You should rather ask yourself if such application is suitable to be deployed as kubernetes workload. I can imagine that such videoconference session doesn't have to rely on the backend deployed on a single node only. You can even define some affinity or anti-affinity rules to prevent your Pods from being scheduled on the same node. So if the whole application cluster is still up and running (it's Pods are running on different nodes), eviction of a limited subset of Pods should not have a big impact.
You can actually face the same issue with any other application as vast majority of them base on some session which needs to be established between the client software and the server part. I would say it's application responsibility to be able to handle such scenarios. If some of the users unexpectedly loses the connection it should be possible to immediately redirect them to the running instance e.g. different Pod which is still able to accept new requests.
So basically if the application is designed to be highly available, scaling in (when we talk about horizontal scaling we actually talk about scaling in and scaling out) the underyling VMs, or more specifically kubernetes nodes, shouldn't affect it's high availability capabilities.
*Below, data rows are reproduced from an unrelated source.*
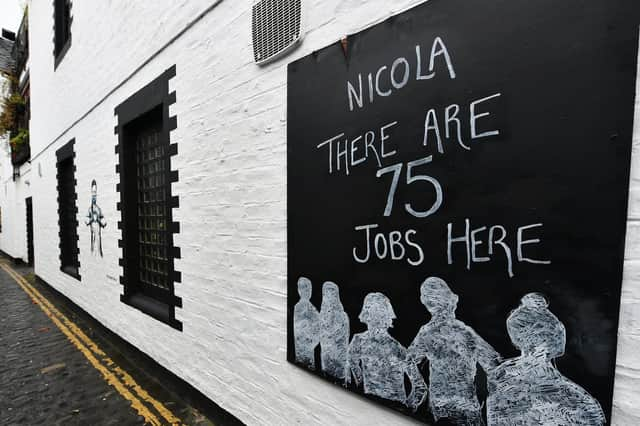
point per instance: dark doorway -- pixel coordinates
(29, 230)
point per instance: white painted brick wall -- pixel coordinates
(232, 161)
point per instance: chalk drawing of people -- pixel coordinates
(95, 221)
(379, 361)
(453, 351)
(529, 389)
(306, 325)
(334, 332)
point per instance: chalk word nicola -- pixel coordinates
(398, 75)
(495, 235)
(345, 153)
(394, 245)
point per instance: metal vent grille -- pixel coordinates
(276, 27)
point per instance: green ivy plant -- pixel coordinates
(12, 105)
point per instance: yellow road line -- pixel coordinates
(86, 346)
(125, 377)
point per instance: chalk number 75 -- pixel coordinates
(411, 178)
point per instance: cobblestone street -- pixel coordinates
(47, 378)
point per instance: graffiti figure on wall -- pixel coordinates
(306, 325)
(529, 389)
(378, 361)
(334, 332)
(95, 221)
(452, 350)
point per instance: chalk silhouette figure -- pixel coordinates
(378, 361)
(95, 221)
(453, 350)
(334, 332)
(306, 325)
(529, 389)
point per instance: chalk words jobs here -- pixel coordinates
(344, 153)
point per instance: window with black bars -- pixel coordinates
(67, 216)
(62, 26)
(147, 228)
(152, 167)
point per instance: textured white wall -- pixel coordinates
(231, 139)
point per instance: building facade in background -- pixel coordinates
(157, 183)
(16, 213)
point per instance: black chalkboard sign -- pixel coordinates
(457, 193)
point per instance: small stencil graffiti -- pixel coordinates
(95, 221)
(527, 390)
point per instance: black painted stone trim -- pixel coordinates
(15, 260)
(64, 153)
(151, 97)
(135, 356)
(58, 56)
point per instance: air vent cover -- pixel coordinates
(276, 28)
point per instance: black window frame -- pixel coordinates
(67, 231)
(154, 98)
(62, 20)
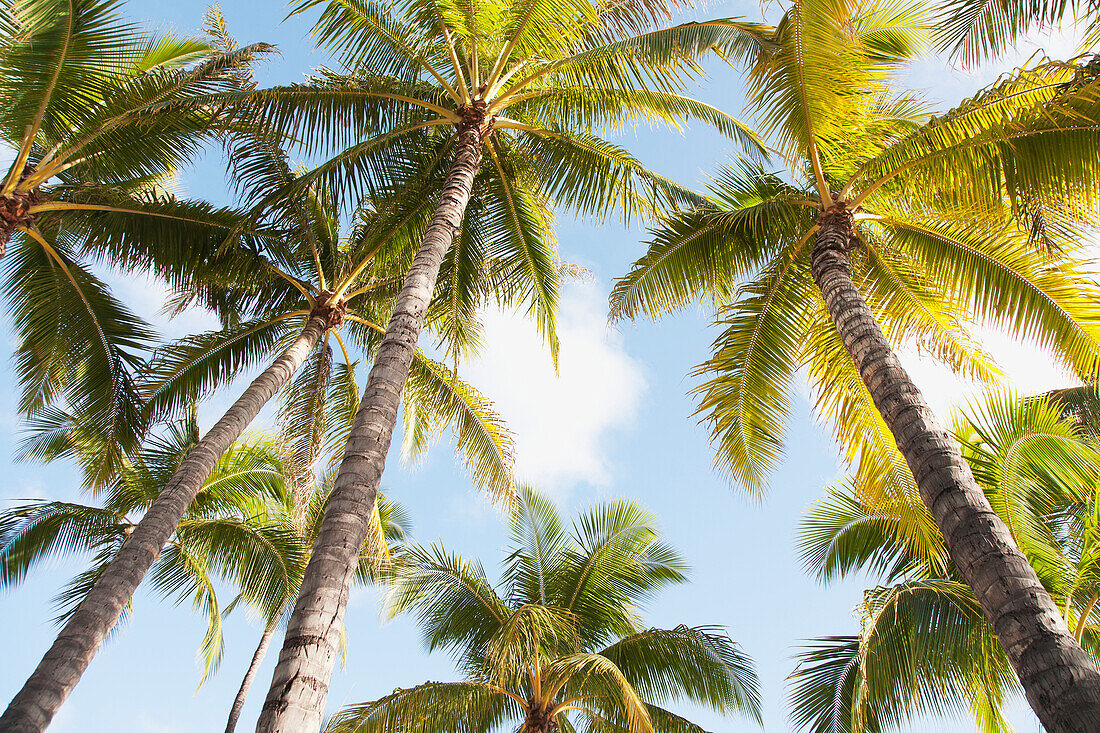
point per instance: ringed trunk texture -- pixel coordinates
(61, 668)
(1060, 681)
(300, 684)
(257, 658)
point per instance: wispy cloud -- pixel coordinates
(561, 422)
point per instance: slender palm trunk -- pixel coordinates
(299, 687)
(61, 668)
(1059, 680)
(257, 658)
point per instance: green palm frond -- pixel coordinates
(745, 396)
(700, 664)
(442, 707)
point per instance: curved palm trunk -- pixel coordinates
(1059, 680)
(242, 693)
(61, 668)
(299, 687)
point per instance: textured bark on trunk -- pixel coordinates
(300, 684)
(1059, 680)
(61, 668)
(242, 693)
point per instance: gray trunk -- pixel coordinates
(299, 687)
(61, 668)
(1059, 680)
(257, 658)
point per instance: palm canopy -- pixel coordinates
(974, 31)
(546, 78)
(264, 295)
(562, 641)
(924, 646)
(97, 112)
(234, 533)
(970, 217)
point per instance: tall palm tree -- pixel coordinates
(230, 533)
(563, 638)
(519, 88)
(924, 646)
(272, 295)
(97, 112)
(897, 231)
(974, 31)
(301, 510)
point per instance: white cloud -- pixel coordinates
(1029, 369)
(561, 423)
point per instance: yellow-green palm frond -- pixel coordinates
(705, 253)
(697, 663)
(992, 270)
(429, 708)
(891, 536)
(1031, 133)
(748, 380)
(924, 648)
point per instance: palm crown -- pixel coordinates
(924, 646)
(899, 231)
(562, 642)
(98, 113)
(519, 88)
(939, 244)
(234, 532)
(264, 296)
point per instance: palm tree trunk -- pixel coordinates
(70, 654)
(234, 712)
(300, 684)
(1059, 680)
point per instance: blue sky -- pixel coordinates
(617, 420)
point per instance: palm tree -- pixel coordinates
(301, 511)
(924, 646)
(562, 639)
(974, 31)
(229, 534)
(899, 231)
(518, 88)
(98, 113)
(273, 295)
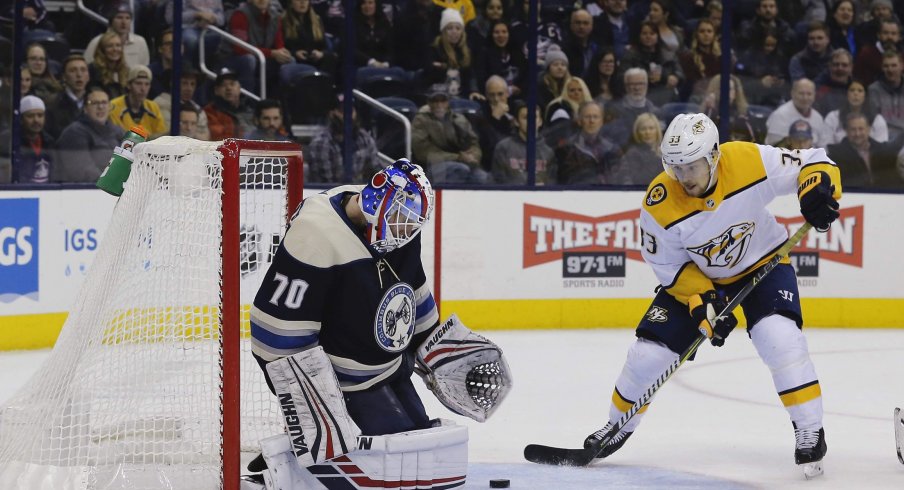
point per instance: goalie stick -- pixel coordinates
(538, 453)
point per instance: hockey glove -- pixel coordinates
(704, 309)
(817, 205)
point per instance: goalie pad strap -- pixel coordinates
(313, 406)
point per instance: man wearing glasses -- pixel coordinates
(85, 146)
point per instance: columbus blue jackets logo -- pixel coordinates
(727, 249)
(394, 324)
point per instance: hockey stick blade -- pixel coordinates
(899, 434)
(538, 453)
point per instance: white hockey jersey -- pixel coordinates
(693, 242)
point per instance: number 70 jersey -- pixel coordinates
(692, 242)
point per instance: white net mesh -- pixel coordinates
(130, 396)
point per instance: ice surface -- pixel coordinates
(717, 423)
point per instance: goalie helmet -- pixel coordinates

From the other hand if it is not designed to be highly available, solution such as kubernetes probably won't help much.
There is no best strategy at your use case. When a cloud provider scales down, it is going to get one node randomly and kill it. It's not going to check whether this node has less resource consumption, so let's kill this one. It might end up killing the node with most pods running on it.
I would focus on how you want to schedule your pods. I would try to schedule them, if possible, on a node with running pods already (Pod inter-affinity), and would set up a Pod Disruption Budget to all Deployments/StatefulSets/etc (depending on how you want to run the pods). As a result it would only scale down when there are no pods running on a specific node, and it would kill that node, because on the other nodes there are pods; protected by a PDB.